There is something about lace, that by it's very wispy nature, eludes simple definition. Coco Chanel said of the fabric:
"I consider lace to be one of the prettiest imitations ever made of the fantasy of nature; lace always evokes for me those incomparable designs which the branches and leaves of trees embroider across the sky, and I do not think that any invention of the human spirit could have a more graceful or precise origin."
The appeal of lace lies in a feminine fantasy of being at the same time both delicate but durable. In the same way that a spider spins a web to trap its prey, a woman who is adorned in lace is capable of attracting and even trapping a man, such is its allure.
Lace can be worn in a myriad of different ways. Consider this for day: a pair of fitted military style utalitarian trousers set off by the contrast of a pretty lace top. Or skipping around town at night clad in a scrap of lace: I would pair a baby doll dress, with a sleeveless lace bed jacket over the top, belted at the waist for structure. Complete the look with lace tights, skyscraper ankle boots and lashings of black eyeliner to toughen up the look. Lace can be paired with almost any material, for example a hint of lace could be seen in a lace vest worn underneath a low cut, draped neck jersey dress; or it can be added to offset it's rebellious sartorial opposites: denim or leather.

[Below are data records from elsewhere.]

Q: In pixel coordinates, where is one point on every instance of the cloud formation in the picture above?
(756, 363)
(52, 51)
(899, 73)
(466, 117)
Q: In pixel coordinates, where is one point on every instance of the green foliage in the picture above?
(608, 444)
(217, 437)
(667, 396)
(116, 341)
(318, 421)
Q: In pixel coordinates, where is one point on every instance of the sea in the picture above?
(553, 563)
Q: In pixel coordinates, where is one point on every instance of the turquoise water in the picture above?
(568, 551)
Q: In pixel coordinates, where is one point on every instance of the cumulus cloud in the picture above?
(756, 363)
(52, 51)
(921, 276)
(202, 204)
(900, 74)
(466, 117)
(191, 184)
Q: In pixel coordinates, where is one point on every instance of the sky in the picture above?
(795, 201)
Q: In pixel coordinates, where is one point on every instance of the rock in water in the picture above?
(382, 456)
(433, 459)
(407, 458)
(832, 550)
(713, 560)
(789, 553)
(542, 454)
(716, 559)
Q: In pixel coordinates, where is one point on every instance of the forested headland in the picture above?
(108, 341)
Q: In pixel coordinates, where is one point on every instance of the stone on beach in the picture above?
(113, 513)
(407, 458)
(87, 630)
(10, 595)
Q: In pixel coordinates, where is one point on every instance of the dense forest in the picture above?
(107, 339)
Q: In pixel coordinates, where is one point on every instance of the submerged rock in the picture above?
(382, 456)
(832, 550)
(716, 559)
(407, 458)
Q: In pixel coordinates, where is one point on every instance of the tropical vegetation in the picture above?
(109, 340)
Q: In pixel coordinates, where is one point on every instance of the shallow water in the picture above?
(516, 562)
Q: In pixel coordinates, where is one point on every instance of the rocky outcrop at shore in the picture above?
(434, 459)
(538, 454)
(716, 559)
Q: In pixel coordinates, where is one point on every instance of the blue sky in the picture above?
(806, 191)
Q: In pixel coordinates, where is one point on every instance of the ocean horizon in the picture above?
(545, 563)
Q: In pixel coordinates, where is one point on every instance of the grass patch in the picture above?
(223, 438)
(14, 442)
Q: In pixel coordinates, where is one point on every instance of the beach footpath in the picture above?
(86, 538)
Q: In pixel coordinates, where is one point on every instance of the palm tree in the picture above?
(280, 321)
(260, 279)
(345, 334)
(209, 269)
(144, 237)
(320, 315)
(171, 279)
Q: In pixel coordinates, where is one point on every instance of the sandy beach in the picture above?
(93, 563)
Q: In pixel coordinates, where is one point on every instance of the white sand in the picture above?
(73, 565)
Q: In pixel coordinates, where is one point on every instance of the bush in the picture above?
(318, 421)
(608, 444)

Like shoes, lace appeals to women of all ages, sizes and shapes, as you can add merely a touch of the fabric or you can clothe yourself head to toe. Lace can definitely be all things to all women, and it could be described more provactively as the Madonna-whore of fashion. Lace can make you feel oh so innocent, like the ethereal Cecilia of the 'Virgin Suicides' who first attempts to take her life ironically wearing a white lace wedding dress; or it can be infinitely more seductive: by its very construction lace is the ideal fabric for underwear and for showing off almost everything without being completely exposed.